島の性風俗を描いた部分もあるそうですが、それを自然で明るく表現しているのだそうです。

 

26.サングルロ

ソングルロは、とても奇妙な姿で、黒頭巾をかぶり、長い糸で顔を隠した女性達の踊りです。ドラの音に合わせて飛び上がったり、突然止まって動かなくなったり、奇妙な動きをする特徴のある踊りです。また、最後(退場時)は、一人ひとり転がりながら舞台裏へと退場します。
踊りの由来については、人頭税時代に、年貢を逃れようと、子供が大人になっても分からないようにするためにこのような姿に扮したものの、それに対して士族らは、下着のない時代だったのでサングルロを踊らせ、転がるのを見て大人か否か見極めたのではないかということだそうです。

 
 
  この後、一人ひとり転がって退場します。

27.鬼捕り 鬼(ウン)狂言

「仲筋地区の舞台の奉納芸能の最後、つまり種子取祭のトリを飾るは、「 鬼捕り 」 です。
「鬼捕り」は、人食鬼を生け捕りするように命令された棒術使いの武士(福仲親雲上)が、山中で、兄が人食鬼にさらわれたと、一人でしょんぼり座っていた親に捨てられた子供を発見し介抱します。その後、武士は、鬼の住む洞穴を発見し、鬼の夫婦と格闘の上、鬼の夫婦を生け捕り、無事、さらわれた子供を取り返します。
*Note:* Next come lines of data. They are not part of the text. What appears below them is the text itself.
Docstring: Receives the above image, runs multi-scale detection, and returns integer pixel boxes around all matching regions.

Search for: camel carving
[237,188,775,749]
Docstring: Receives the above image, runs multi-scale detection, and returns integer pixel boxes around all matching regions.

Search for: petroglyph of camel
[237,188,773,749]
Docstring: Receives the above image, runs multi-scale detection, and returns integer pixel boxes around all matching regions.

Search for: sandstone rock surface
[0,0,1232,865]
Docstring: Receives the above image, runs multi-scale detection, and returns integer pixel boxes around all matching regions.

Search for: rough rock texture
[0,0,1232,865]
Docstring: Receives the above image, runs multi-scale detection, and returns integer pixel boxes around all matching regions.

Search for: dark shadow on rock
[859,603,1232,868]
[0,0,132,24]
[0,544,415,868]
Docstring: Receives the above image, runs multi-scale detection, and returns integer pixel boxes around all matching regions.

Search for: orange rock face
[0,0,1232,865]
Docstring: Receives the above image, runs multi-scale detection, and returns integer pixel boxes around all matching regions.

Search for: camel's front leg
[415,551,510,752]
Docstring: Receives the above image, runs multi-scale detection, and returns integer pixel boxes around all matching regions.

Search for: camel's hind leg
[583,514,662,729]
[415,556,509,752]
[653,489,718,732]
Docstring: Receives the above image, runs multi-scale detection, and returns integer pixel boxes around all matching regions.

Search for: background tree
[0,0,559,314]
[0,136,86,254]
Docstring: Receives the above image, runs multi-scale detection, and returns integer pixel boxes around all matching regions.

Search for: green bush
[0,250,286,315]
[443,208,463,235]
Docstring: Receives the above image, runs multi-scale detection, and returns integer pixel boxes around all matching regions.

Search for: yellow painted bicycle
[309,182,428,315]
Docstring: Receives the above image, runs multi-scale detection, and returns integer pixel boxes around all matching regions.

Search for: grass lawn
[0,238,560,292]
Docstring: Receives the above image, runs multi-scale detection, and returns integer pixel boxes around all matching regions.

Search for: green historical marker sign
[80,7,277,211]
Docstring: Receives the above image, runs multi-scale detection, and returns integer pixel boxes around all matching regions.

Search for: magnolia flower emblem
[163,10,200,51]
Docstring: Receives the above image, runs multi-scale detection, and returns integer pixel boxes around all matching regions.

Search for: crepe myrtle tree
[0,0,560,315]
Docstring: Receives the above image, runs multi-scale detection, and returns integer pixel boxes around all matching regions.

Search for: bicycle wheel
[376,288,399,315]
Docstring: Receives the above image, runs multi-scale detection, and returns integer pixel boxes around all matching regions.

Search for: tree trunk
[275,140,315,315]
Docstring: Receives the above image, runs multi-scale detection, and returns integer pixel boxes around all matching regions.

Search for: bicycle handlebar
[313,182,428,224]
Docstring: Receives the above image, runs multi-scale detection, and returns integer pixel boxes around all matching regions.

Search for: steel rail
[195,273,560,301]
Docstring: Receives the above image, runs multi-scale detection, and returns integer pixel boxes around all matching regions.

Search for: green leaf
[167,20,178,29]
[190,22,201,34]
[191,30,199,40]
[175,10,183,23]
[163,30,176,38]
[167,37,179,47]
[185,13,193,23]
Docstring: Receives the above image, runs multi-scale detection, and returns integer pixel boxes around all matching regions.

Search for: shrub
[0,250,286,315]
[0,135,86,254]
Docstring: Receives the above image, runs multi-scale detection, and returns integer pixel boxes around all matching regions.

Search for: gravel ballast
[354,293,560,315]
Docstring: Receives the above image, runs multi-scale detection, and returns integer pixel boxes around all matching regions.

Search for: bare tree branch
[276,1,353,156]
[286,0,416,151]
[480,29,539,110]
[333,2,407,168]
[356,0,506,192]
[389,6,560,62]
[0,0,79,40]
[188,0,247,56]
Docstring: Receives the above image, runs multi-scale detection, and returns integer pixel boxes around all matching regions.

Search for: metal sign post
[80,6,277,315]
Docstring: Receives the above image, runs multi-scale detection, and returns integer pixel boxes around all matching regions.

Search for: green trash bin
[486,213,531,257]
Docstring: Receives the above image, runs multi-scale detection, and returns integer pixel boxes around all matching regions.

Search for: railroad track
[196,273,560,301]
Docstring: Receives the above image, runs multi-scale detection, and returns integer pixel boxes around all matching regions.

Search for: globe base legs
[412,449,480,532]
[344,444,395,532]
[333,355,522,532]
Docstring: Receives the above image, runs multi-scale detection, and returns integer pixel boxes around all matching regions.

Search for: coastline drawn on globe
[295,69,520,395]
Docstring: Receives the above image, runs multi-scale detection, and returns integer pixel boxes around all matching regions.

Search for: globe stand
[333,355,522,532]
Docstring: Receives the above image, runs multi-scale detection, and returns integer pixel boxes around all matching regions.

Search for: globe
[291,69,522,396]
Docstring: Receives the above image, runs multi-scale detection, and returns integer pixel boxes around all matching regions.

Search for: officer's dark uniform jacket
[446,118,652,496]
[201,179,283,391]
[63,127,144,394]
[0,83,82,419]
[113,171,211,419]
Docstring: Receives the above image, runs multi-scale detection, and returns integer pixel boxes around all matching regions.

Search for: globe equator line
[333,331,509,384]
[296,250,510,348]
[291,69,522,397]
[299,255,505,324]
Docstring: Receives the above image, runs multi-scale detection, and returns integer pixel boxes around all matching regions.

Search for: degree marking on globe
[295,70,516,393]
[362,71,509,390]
そして、この捨てられた子供達を、救出した武士が自分の手で育てるという物語です。
この芸能は西表島の古見から竹富島に伝えられたとされていますが、元々は沖縄本島から伝わったもので、舞台も沖縄本島の本部山とされています。

 
兄が人食鬼にさらわれます。
武士は、鬼の住む洞穴を発見し鬼の夫婦と闘います。
  無事、さらわれた子供は取り返されます。
鬼の夫婦は生け捕られます。
  子供たちが再会したところです。

仲筋地区の舞台の奉納芸能も終わり、2日間に亘る奉納芸能は全て終了しました。
最後に、公民館長が挨拶をされ、午後5時30分ごろ幕を閉じました。

公民館長の挨拶。 来賓等の観覧席の様子です。


各説明書きにつきましては、その多くを「竹富島文庫T 種子取祭 」(発行:遺産管理型NPO法人 たきどぅん)、その他から引用させて頂きました。内容につきましては、私の把握違いや意味を正しく理解していないこともあろうかと思いますので、その点はよろしくご理解のほどお願いします。